Quest has a new Dashboard portal (Data Protection Portal – DPP) for their Rapid Recovery product, found here: https://dataprotection.quest.com
This gives a very nice overview of your environment including Cores, Machines, and Repositories, along with some level of control. Having recently been exposed to the AppAssure/Rapid Recovery product, this is a very welcome addition because the existing tools like the Central Console are very lacking in central management capabilities. I’ll do a write-up of the capabilities of this Dashboard at a later date.
The DPP requires a plugin to be installed on each Core, which will then communicate with Quest. However, I’ve got Cores in an environment with restricted Internet connectivity. Previously firewall rules were enabled to provide connectivity to the Quest License Portal over HTTP/S, but these are not sufficient for access to the new DPP.
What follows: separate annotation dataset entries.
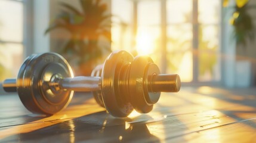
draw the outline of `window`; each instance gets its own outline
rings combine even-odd
[[[23,1],[0,1],[0,81],[14,77],[23,60]]]
[[[113,21],[112,47],[149,55],[163,73],[178,73],[183,82],[220,82],[220,3],[112,0],[113,14],[123,20]]]

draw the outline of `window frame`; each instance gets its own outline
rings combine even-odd
[[[137,31],[137,13],[138,13],[138,4],[140,2],[140,1],[149,1],[149,0],[133,0],[132,1],[133,3],[133,17],[132,17],[132,25],[133,25],[133,35],[136,35]],[[162,73],[166,73],[166,28],[168,26],[167,23],[167,18],[166,18],[166,1],[167,0],[157,0],[161,2],[161,71]],[[221,42],[220,38],[219,38],[220,44],[219,44],[219,49],[218,51],[218,53],[217,53],[217,61],[218,64],[220,65],[218,66],[220,68],[220,79],[218,81],[199,81],[199,58],[198,57],[196,54],[196,51],[198,51],[199,49],[199,27],[201,25],[201,24],[198,21],[198,1],[199,0],[191,0],[193,1],[192,2],[192,33],[193,33],[193,38],[192,38],[192,60],[193,60],[193,66],[192,66],[192,71],[193,71],[193,74],[192,74],[192,80],[191,82],[183,82],[183,85],[192,85],[191,83],[193,84],[193,85],[195,86],[214,86],[214,85],[218,85],[220,83],[222,83],[223,79],[222,77],[222,72],[223,72],[223,65],[222,63],[220,62],[220,54],[221,54]],[[220,1],[220,5],[221,5],[223,0],[219,0]],[[220,8],[221,8],[221,5],[220,5]],[[219,29],[219,33],[220,35],[221,34],[221,13],[220,13],[220,16],[219,16],[219,20],[218,23],[216,24],[219,26],[220,27]],[[134,36],[135,37],[135,36]],[[135,39],[133,39],[133,43],[135,43]],[[182,78],[182,77],[181,77]]]

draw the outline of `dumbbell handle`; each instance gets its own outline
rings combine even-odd
[[[100,77],[77,76],[56,79],[50,82],[49,85],[52,88],[58,90],[66,89],[75,91],[94,91],[100,90]],[[5,91],[11,92],[17,91],[16,79],[7,79],[2,84]]]
[[[181,83],[178,74],[159,74],[155,75],[149,83],[152,92],[171,92],[180,91]],[[7,92],[16,92],[16,79],[7,79],[3,83]],[[55,90],[66,89],[75,91],[94,91],[101,89],[101,77],[77,76],[63,79],[56,78],[50,82],[49,85]]]
[[[16,92],[16,79],[5,79],[2,83],[2,87],[4,90],[8,92]]]

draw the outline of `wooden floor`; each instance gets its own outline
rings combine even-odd
[[[90,94],[76,94],[54,116],[27,111],[17,95],[0,95],[0,142],[255,142],[256,89],[183,88],[162,94],[153,110],[115,118]]]

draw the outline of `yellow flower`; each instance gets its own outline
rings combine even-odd
[[[248,1],[249,0],[236,0],[236,5],[238,5],[239,8],[241,8],[247,4]]]

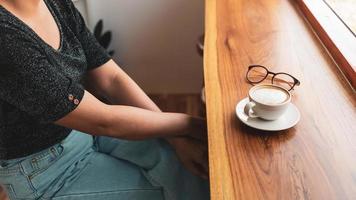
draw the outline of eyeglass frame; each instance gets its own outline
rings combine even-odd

When you try to install the plugin on a Core with limited connectivity, you’ll receive this error before the install wizard appears:
Unfortunately, Quest has very little detail on what ports are required, feedback which I’ve already passed along. Their Default Ports page lists connectivity requirements for various functions but not the DPP. In addition, it doesn’t list the destination names or IP in order to isolate outbound HTTP/S even further.
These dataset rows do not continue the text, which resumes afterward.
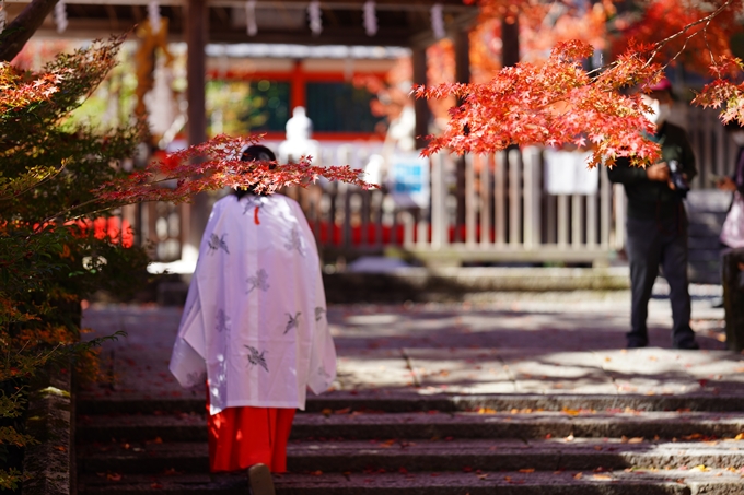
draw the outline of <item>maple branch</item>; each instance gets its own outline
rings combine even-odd
[[[719,7],[717,10],[714,10],[712,13],[706,15],[705,17],[700,17],[700,19],[698,19],[698,20],[695,21],[695,22],[691,22],[691,23],[687,24],[685,27],[683,27],[682,30],[677,31],[677,32],[674,33],[673,35],[667,36],[666,38],[662,39],[661,42],[658,42],[658,43],[655,44],[656,48],[653,50],[653,52],[651,54],[651,57],[650,57],[650,58],[648,59],[648,61],[646,62],[644,68],[649,67],[649,66],[652,63],[653,59],[656,58],[656,55],[659,55],[659,52],[661,51],[661,49],[662,49],[666,44],[669,44],[670,42],[673,42],[674,39],[676,39],[676,38],[678,38],[679,36],[684,35],[684,34],[687,33],[689,30],[691,30],[693,27],[695,27],[695,26],[697,26],[697,25],[699,25],[699,24],[706,23],[706,27],[708,27],[708,26],[710,25],[710,22],[711,22],[713,19],[716,19],[717,16],[719,16],[719,15],[721,14],[721,12],[723,12],[723,11],[725,10],[725,8],[729,7],[729,5],[731,5],[733,2],[734,2],[734,0],[726,0],[725,3],[723,3],[723,4],[722,4],[721,7]],[[687,46],[687,42],[688,42],[690,38],[693,38],[693,37],[695,37],[695,36],[697,36],[697,35],[698,35],[698,33],[694,33],[693,35],[688,36],[687,39],[685,40],[685,46]],[[675,59],[679,56],[679,54],[682,54],[682,51],[683,51],[683,50],[681,50],[679,52],[677,52],[677,55],[675,55],[674,58],[672,58],[672,59],[670,60],[670,62],[671,62],[672,60],[675,60]],[[663,67],[664,67],[664,68],[665,68],[665,67],[669,67],[669,62],[666,63],[666,66],[663,66]]]

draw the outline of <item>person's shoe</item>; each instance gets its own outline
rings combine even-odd
[[[629,340],[628,345],[626,345],[626,349],[641,349],[646,347],[647,345],[649,345],[648,342],[643,342],[640,340]]]
[[[688,340],[686,342],[681,342],[678,344],[674,344],[674,349],[682,349],[686,351],[697,351],[700,349],[700,344],[698,344],[694,340]]]
[[[248,468],[248,493],[251,495],[275,495],[271,472],[266,464]]]

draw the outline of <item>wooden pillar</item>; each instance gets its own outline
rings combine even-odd
[[[469,83],[470,82],[470,37],[467,30],[457,31],[454,34],[454,45],[455,45],[455,78],[458,83]],[[458,102],[458,104],[462,102]],[[463,132],[465,130],[463,129]],[[465,196],[467,192],[466,188],[466,175],[465,175],[465,157],[461,156],[456,162],[457,167],[457,213],[456,213],[456,226],[455,226],[455,241],[464,240],[462,235],[462,228],[465,225],[466,208],[465,208]]]
[[[414,84],[427,84],[427,48],[414,48]],[[416,98],[414,102],[416,110],[416,148],[422,150],[427,146],[426,137],[429,135],[429,119],[431,110],[426,98]]]
[[[501,63],[516,66],[520,61],[520,23],[516,16],[501,20]]]
[[[295,107],[307,108],[305,102],[305,72],[302,69],[302,60],[295,60],[294,67],[292,68],[292,82],[291,82],[291,96],[290,96],[290,115]]]
[[[207,140],[207,110],[206,110],[206,74],[207,56],[205,47],[208,36],[208,9],[207,0],[188,0],[186,15],[186,97],[188,99],[188,122],[186,132],[188,144],[200,144]],[[197,195],[194,202],[185,205],[183,212],[184,247],[182,259],[194,261],[199,252],[201,235],[209,219],[209,198],[207,195]]]

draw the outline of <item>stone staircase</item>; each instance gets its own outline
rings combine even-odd
[[[83,396],[81,495],[246,494],[210,475],[197,397]],[[333,392],[299,413],[278,495],[743,494],[736,396]]]

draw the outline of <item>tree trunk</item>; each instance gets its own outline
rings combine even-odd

To begin resolving this, I installed WireShark on my Core, began a session, and then attempted to install the Plugin again. Right before the error appeared, I saw DNS request for “s3.amazonaws.com”, and then repeated attempts to an IP over HTTP. I knew I was on the right track because when you download the plugin from the DPP, the link directs to S3:
I added the FQDN “s3.amazonaws.com” as an address object permitted for outbound HTTP/s access, and attempted to install the plugin again. This time I received a successful prompt to begin the install wizard.
When I run WireShark now, I can see the DNS query, requests for a manifest, and then further on a switch to HTTPs communication (rather than port 80 that it starts with):
I’d really love to restrict this rule down further than the FQDN of S3, so I’ve opened a case with Quest and will update this post if I get a better option.
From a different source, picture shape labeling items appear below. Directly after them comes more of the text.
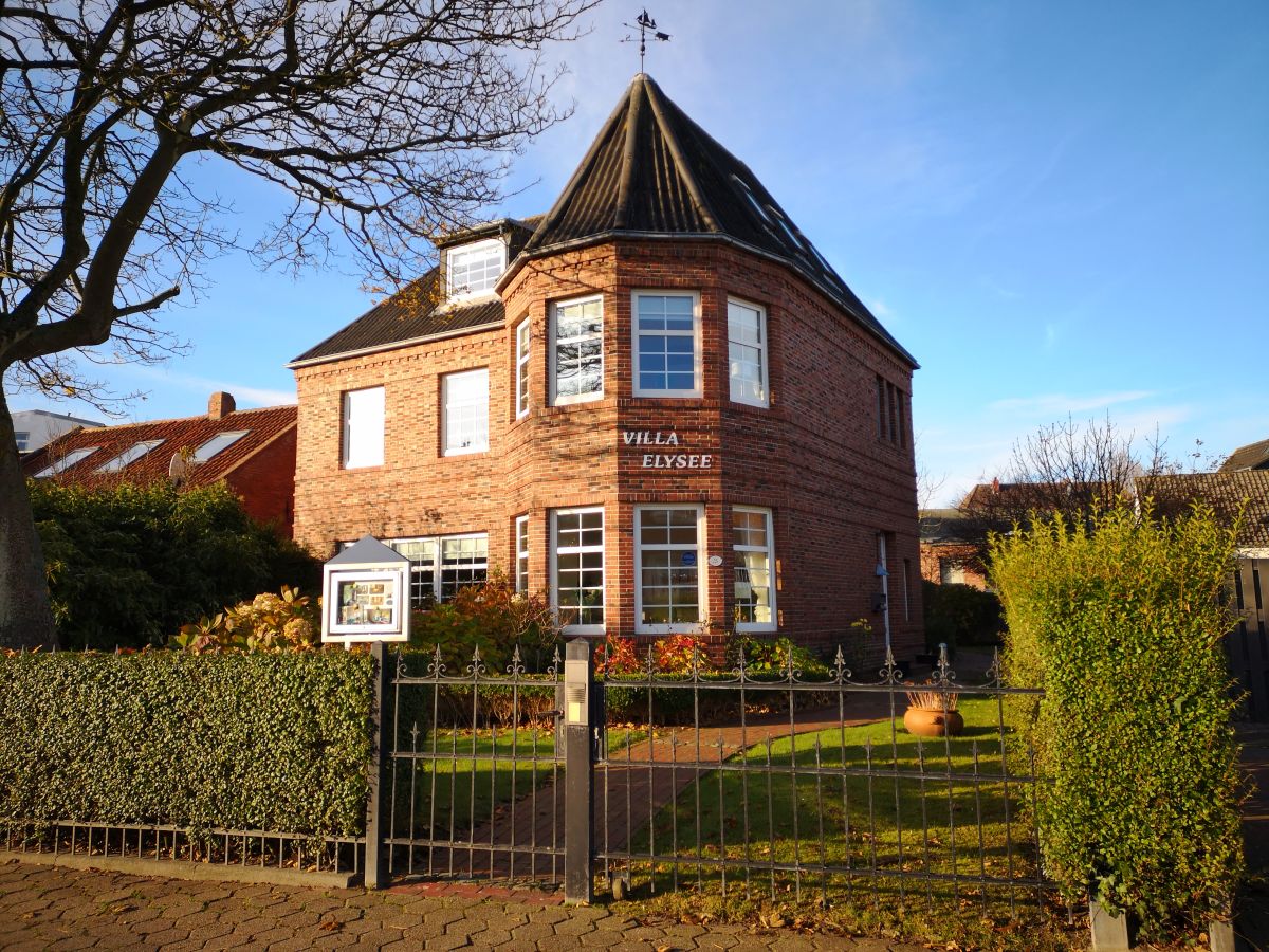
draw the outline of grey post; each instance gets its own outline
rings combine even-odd
[[[368,796],[365,801],[365,889],[377,890],[387,885],[387,868],[383,856],[383,779],[390,758],[388,716],[386,702],[388,689],[387,645],[376,641],[371,647],[374,658],[374,710],[371,712],[371,769]]]
[[[565,649],[565,821],[563,897],[566,902],[590,902],[595,897],[594,856],[594,762],[591,760],[590,642],[574,638]]]

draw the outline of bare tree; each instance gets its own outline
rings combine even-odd
[[[0,4],[0,374],[91,397],[75,357],[175,347],[157,310],[237,244],[199,160],[289,193],[264,261],[348,237],[374,281],[419,274],[418,239],[492,202],[508,155],[563,117],[541,52],[595,1]],[[51,644],[3,396],[0,546],[0,646]]]

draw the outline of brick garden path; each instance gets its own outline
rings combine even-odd
[[[439,892],[440,895],[435,895]],[[640,920],[602,906],[525,902],[475,887],[320,890],[0,864],[0,949],[727,948],[920,952],[878,939]]]

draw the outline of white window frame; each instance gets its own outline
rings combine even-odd
[[[529,517],[515,517],[515,590],[529,592]]]
[[[569,546],[563,550],[560,548],[560,517],[561,515],[581,515],[585,513],[599,513],[600,517],[600,532],[602,541],[599,546]],[[560,555],[582,555],[585,552],[599,552],[603,559],[603,565],[600,566],[600,572],[603,572],[603,583],[600,585],[600,593],[603,594],[603,611],[604,611],[604,623],[603,625],[565,625],[561,631],[566,635],[603,635],[607,630],[608,623],[608,517],[604,514],[604,506],[602,505],[586,505],[575,506],[571,509],[552,509],[551,510],[551,608],[555,611],[556,618],[560,617]]]
[[[732,560],[735,561],[736,552],[765,552],[766,553],[766,576],[768,584],[770,585],[770,609],[772,619],[769,622],[736,622],[736,631],[775,631],[779,627],[779,614],[775,605],[775,520],[772,518],[772,510],[760,505],[733,505],[731,508],[733,519],[735,513],[756,513],[766,519],[766,545],[765,546],[741,546],[736,543],[735,536],[735,523],[732,524],[732,538],[731,538],[731,551]],[[732,565],[732,575],[735,575],[735,565]],[[735,593],[732,594],[735,600]]]
[[[697,621],[670,622],[666,625],[643,623],[643,545],[641,541],[643,513],[661,509],[689,509],[697,514]],[[662,551],[662,546],[654,546]],[[703,505],[657,504],[634,506],[634,631],[638,635],[692,635],[700,630],[702,622],[709,616],[709,586],[707,566],[709,556],[706,551],[706,508]]]
[[[755,348],[759,352],[759,367],[761,369],[763,380],[763,396],[758,400],[746,397],[744,395],[736,396],[733,387],[735,377],[731,373],[731,306],[744,307],[750,311],[758,312],[758,344],[750,344],[749,341],[735,341],[740,347]],[[727,298],[727,395],[733,404],[745,404],[746,406],[758,406],[761,409],[768,409],[772,405],[772,378],[766,371],[766,352],[768,352],[768,336],[766,336],[766,308],[754,301],[745,301],[741,297],[728,297]]]
[[[467,286],[456,288],[454,287],[454,258],[457,255],[480,255],[490,250],[497,250],[499,267],[497,277],[494,278],[494,283],[489,287],[472,289]],[[480,297],[490,297],[494,293],[494,288],[497,286],[497,278],[503,277],[506,270],[506,242],[501,239],[485,239],[483,241],[472,241],[466,245],[456,245],[454,248],[445,249],[445,298],[448,301],[475,301]]]
[[[81,447],[79,449],[72,449],[66,456],[53,459],[48,466],[36,473],[37,480],[42,480],[46,476],[56,476],[60,472],[66,472],[75,463],[88,459],[93,453],[95,453],[100,447]]]
[[[450,402],[449,390],[454,381],[459,378],[481,378],[485,381],[483,387],[483,404],[478,401],[473,402]],[[440,377],[440,438],[442,438],[442,456],[470,456],[471,453],[487,453],[489,452],[489,367],[473,367],[470,371],[457,371],[454,373],[445,373]],[[457,433],[450,433],[449,423],[453,419],[454,410],[466,409],[470,406],[477,407],[476,419],[483,420],[485,428],[483,433],[477,432],[472,442],[458,446],[454,442]],[[480,407],[483,407],[481,411]]]
[[[533,355],[530,344],[529,319],[525,317],[515,327],[515,419],[529,414],[529,358]]]
[[[599,390],[593,393],[566,393],[560,395],[560,308],[570,305],[585,305],[590,301],[599,302]],[[586,297],[574,297],[567,301],[556,301],[551,305],[551,405],[563,406],[566,404],[589,404],[594,400],[604,399],[604,297],[603,294],[588,294]]]
[[[124,449],[122,453],[115,454],[110,459],[96,467],[98,472],[123,472],[137,459],[148,456],[155,449],[161,447],[166,440],[164,439],[142,439],[133,443],[131,447]]]
[[[641,297],[690,297],[692,298],[692,330],[690,331],[648,331],[655,336],[680,336],[692,338],[692,381],[690,390],[643,390],[640,386],[640,350],[638,350],[638,302]],[[634,396],[640,397],[699,397],[704,386],[704,362],[702,357],[700,335],[700,292],[683,291],[679,288],[641,288],[631,292],[631,387]]]
[[[364,419],[358,423],[358,415],[354,414],[354,402],[357,395],[369,395],[378,392],[377,407],[374,413],[371,413],[372,407],[369,405],[362,406],[362,413],[365,415]],[[364,470],[371,466],[383,466],[383,432],[386,430],[387,419],[387,395],[383,387],[360,387],[357,390],[345,390],[340,395],[341,415],[343,415],[343,439],[340,448],[340,465],[345,470]],[[371,452],[364,454],[354,456],[354,426],[367,426],[369,432],[374,430],[374,421],[378,421],[378,452]],[[360,443],[355,444],[360,447]],[[364,447],[360,447],[364,451]]]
Now that the install is done, I went looking at the DPP to ensure my Core was communicating, and found that it was not.
Back to WireShark, I started another session and saw a different set of traffic:
A DNS request for “api.licenseportal.com” is completed, and then HTTPs communication that is pretty clearly traffic to the DPP. If one does a reverse DNS lookup on “dataprotection.quest.com” you get an Azure-bound IP address (related to the CNAME resolution in the screenshot above), and if you hit the resolved IP in a browser, you get a certificate warning with a wildcard cert for *.licenseportal.com which is a known Quest domain name.
I added this as an additional FQDN object, and now the Core is displaying data within the DPP. I have now removed the S3.amazonaws.com permission as it is only apparently necessary for the installation.